Two meals a day. The loose stools have been on and off for probably a year, nothing dramatic, vet wasn't worried but said to keep an eye on it.
inparticular.ai
That pattern — chronic mild looseness that the vet isn't alarmed by — usually points to a food that's slightly off for that particular dog's digestion rather than anything sinister. For a dog like yours I'd go with Wellness CORE Senior Dry Dog Food. It's a high-protein, grain-free recipe built around turkey and chicken, with a fibre blend that genuinely helps firm things up in sensitive dogs. The calorie density is well-matched to a still-active large senior — enough to maintain condition without loading him with excess carbs that accelerate weight gain at this age. It's widely available on Amazon UK and sits in the mid-premium range, so it's a meaningful step up from Harringtons without being extravagant. Switch gradually over about ten days — mix in increasing amounts of the new food — and you should start seeing stool consistency improve within two to three weeks.

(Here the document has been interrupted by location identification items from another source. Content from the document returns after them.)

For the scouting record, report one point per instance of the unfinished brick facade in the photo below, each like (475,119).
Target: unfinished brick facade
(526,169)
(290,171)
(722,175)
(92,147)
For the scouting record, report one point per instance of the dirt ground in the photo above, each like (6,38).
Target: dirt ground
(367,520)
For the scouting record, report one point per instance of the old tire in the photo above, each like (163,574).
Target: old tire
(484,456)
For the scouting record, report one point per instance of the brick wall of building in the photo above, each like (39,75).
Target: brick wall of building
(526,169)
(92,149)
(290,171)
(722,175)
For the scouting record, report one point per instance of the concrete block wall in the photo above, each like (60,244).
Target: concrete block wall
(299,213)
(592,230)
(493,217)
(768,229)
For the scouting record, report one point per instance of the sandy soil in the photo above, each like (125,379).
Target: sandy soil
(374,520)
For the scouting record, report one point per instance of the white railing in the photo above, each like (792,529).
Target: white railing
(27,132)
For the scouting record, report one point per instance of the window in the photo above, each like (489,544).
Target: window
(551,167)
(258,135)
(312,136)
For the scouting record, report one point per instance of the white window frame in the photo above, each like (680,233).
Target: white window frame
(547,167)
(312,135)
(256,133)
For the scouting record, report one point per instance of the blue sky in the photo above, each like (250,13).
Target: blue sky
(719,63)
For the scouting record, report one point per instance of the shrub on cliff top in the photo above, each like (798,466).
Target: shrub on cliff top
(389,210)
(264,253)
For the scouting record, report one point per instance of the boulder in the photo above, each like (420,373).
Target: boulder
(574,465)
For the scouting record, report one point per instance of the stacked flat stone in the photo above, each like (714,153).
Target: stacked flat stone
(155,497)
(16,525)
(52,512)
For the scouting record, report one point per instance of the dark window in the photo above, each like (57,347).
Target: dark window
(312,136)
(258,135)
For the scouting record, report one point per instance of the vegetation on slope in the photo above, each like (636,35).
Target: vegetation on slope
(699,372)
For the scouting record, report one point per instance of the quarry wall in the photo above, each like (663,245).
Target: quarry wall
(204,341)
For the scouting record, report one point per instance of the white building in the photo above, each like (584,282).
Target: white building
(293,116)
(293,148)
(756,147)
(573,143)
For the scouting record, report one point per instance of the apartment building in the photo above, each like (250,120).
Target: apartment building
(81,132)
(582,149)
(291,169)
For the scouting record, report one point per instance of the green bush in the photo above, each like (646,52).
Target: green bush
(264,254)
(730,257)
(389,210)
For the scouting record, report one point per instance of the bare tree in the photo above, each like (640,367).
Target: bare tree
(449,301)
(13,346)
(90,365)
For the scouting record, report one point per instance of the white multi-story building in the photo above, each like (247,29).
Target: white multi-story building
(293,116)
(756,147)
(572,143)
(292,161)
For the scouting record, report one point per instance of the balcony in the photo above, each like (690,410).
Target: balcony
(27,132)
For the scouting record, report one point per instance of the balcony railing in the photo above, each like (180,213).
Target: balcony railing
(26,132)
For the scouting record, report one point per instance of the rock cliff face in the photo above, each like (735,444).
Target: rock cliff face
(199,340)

That sounds good. Should I be looking at a specifically labelled 'senior' formula or is that just marketing?
inparticular.ai
Honestly, it's a bit of both. Some senior labels are just marketing — same food, different bag. But a genuinely formulated senior recipe will have adjusted phosphorus levels to support kidney health, added joint support like glucosamine and chondroitin, and a calorie level that accounts for a slightly slower metabolism. The Wellness CORE Senior formula does all of those things properly, which is why I'm suggesting it rather than just their standard adult recipe. For a 9-year-old setter those joint and kidney considerations are actually relevant now, not something to wait on.
Great, I'll give it a try. Anything else I should watch for during the switch?
inparticular.ai
Just two things. First, watch his weight over the first month — Wellness CORE is more calorie-dense than Harringtons, so you may need to feed slightly less by volume than the bag suggests to keep him at a good condition score. Second, if the loose stools don't improve after three or four weeks on the new food, it's worth going back to the vet to rule out something like a low-grade intolerance or early inflammatory bowel issue — though I'd expect you to see improvement. He sounds like he's in good shape for his age; getting the food right now will make a real difference over the next few years.